No more ill thought through restructuring, please!
Eamonn Butler has a piece today on The Spectator Coffee House where he suggests that the Star Chamber approach the government is currently taking to help focus scrutiny on departments diffuses responsibilities and may not be the best way to improve government efficiency. He then goes on to suggest that there should instead be one person in charge of reforming government and says Phillip Hammond could be the best man for the job.
Can I just issue a plea though? In the last decade or so there have been numerous restructurings of government. Tony Blair seemed to think it was a sign of political virility to go around changing departmental names and merging or de-merging them. Just five minutes research has yielded: National Heritage became Culture Media and Sport with a widened remit, ODPM had responsibilities given to it and then slowly taken away (and it was renamed/rebranded DCLG), Education was given a remit to include families/children and renamed, The Home Office had some of its responsibilities taken away and shunted into the Ministry of Justice, BERR was conjured from the ashes of the DTI which was itself merged into the Department of Innovation, Universities and Skills just a couple of years later (which itself was a spin off from when Education was faffed about with), Energy and Climate Change was spun out from BERR along with some of the old remit of DEFRA, Government Equalities Office was spun out from DCLG and the Department for Work and Pensions came from a merger of Social Security and some elements of Education and Work. Oh and MAFF became DEFRA and was as administratively incompetent as ever if not worse. In fact you would be hard pushed to find many departments that had not had at least one, perhaps two or three major overhauls since 1997.
And what has the result of all of these changes been? Do we honestly think that government is much better run now than it was 13 years ago? Were all of them really needed? I don't think so and I suspect all the upheaval has actually contributed to the problem rather than aided it. That's not to mention the sheer cost of all the constant rebranding, stationery, logos, related HR work and I suspect lost time through people having to adjust to new regimes of responsibility, cross-training, time taken for whole departments to understand what they are now for, loss of cultural memory etc. etc. etc.
When private companies do things like this (mergers, de-mergers, restructuring of departments etc.) it is usually because they have worked out how it will ultimately save them money. If the current government is going to embark on yet more restructuring then they had better be damn sure that it will make things more efficient and cost effective (or that there are other very good reasons in each case). Because if the experience of the last few years has taught us anything it is that change for change's sake is a recipe for the opposite.
Frankly there is no money for vanity projects for new politicians to stamp their mark on government.
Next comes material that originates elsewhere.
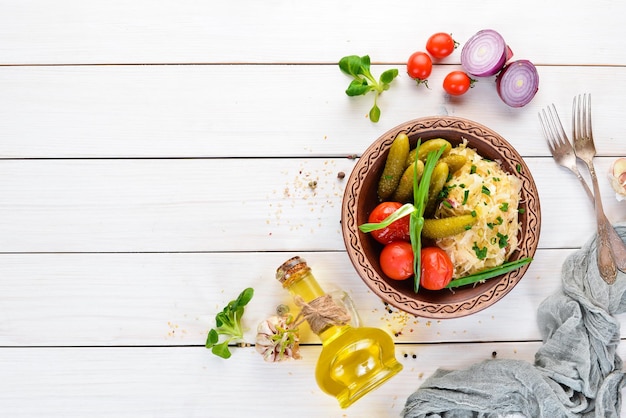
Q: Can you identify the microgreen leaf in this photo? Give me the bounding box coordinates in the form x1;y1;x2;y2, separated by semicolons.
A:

Unless they can show real benefits from changing everything round again they should just leave the governmental structure alone.
2 comments:
Often private sector restructurings are done for political reasons (to increase / decrease the importance of particular roles or individuals) or in order to avoid diagnosis of or finding solutions for difficult problems. The consequences are similar to what you describe here for government reorganisations.
Well in my experience private sector reorganisations have generally been done to streamline things. However I don't doubt that there are some occasions when they are done for the sort of reasons you state.
However if they do that they are wasting their own money. The government is wasting our money and (especially now but frankly always) should only be doing these changes if a very good case can be made rather than as too often seems to have happened in the past, on a whim.